The Third Pillow
- Cover of The Third Pillow
- Author: Nelson Luiz de Carvalho
- Original title: O Terceiro Travesseiro
- Language: Portuguese
- Series: O Terceiro Travesseiro series
- Genre: threesome, erotic, romance, adult, bisexuality
- Publisher: Edições GLS
- Publication date: 1998
- Publication place: Brazil
- Media type: Print e-Book Audio Book
- Pages: 208
- ISBN: 978-85-86755-43-9
- Followed by: O Dia Seguinte

= O Terceiro Travesseiro =

Novel by Nelson Luiz de Carvalho

O Terceiro Travesseiro (/pt/) is an erotic-adult gay-romance novel by author Nelson Luiz de Carvalho. It is the first book of the O Terceiro Travesseiro series, and introduces sixteen-year-old Marcus, who falls in love with Renato. The novel is followed by O Dia Seguinte.

It was published originally in hardback in 1998, and was the biggest selling book of 2007. It has been translated into 37 different languages.

A film adaptation of O Terceiro Travesseiro was released in 2012.

==Synopsis==

===Plot summary===
O Terceiro Travesseiro covers the true story of a love triangle formed by three youths - two boys and a girl. Marcus is a teenager who finds himself hopelessly in love with Mr Renato, who soon ends up delivering also the passion, which is disturbed by the appearance of Beatrice in their lives (and relationship). The relationship intensifies and the three decide to share the same apartment, the same bed and even love. However, in the first day of this new life, Renato dies in a car accident and leaves Marcus in a fight like no other.

===Main characters===
- Marcus
- Renato
- Beatriz

==Reception==
O Terceiro Travesseiro has sold over 200,000 copies and will soon be launched in Japan.
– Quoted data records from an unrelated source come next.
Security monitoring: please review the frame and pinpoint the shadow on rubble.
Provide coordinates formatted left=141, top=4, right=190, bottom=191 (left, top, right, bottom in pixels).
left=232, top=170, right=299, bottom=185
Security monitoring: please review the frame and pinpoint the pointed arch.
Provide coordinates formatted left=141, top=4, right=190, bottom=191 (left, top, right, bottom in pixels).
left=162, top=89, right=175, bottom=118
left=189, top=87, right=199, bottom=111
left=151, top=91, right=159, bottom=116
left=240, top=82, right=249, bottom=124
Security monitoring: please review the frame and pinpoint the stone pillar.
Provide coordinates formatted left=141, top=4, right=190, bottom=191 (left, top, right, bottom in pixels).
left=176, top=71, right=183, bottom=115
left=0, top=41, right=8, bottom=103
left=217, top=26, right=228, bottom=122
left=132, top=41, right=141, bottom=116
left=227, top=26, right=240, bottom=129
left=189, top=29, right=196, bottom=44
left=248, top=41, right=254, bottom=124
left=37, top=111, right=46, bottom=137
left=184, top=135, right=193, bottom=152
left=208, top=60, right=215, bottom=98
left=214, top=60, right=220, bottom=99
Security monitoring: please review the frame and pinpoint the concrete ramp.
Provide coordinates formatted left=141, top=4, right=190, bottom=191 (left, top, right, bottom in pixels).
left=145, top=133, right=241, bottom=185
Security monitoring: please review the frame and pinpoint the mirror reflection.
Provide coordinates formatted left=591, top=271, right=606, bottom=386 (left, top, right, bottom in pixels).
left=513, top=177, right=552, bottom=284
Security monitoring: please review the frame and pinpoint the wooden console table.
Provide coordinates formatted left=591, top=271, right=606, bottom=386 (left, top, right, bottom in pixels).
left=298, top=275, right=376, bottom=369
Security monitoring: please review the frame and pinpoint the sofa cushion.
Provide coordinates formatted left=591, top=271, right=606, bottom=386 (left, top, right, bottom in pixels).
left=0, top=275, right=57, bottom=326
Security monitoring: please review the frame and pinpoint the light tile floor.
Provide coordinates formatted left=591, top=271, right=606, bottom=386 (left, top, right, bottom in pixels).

The book is the discovery of homosexuality. Despite the uncertainties and fear of rejection by family and society, the two become involved, embarking on an intense relationship, full of discoveries sexual and romantic, parties, travel. And soon discover the need to face the prejudice from family, friends and society. A fateful event, however, transforms forever the life of Marcus passes the rest of his life waiting for "a miracle that never happened."

==Adaptations==

===Theater===
In 2005, the book was made into a stage production directed by Regiana Antonini. It ran for four months in the respective years. The script was not fully aligned with the book.

The author intends to soon launch a new stage version, with new producers, new direction and a new script written by himself close the book.

===Film===

O Terceiro Travesseiro was adapted into a film by Imagem Filmes. The film was directed by Alexandre Ziul and stars Cláudio Heinrich and Pedro Andrade as protagonists Marcus and Renato, respectively. The movie will be released in theaters in the Brazil on March 19, and on DVD on November 23, 2012.

==Sequel==
Initially, O Terceiro Travesseiro had about 400 pages, but launching a book of this size is very expensive, so the author divided the book into two parts of 200 pages. The second part is stored, is called O Dia Seguinte and is still to be published.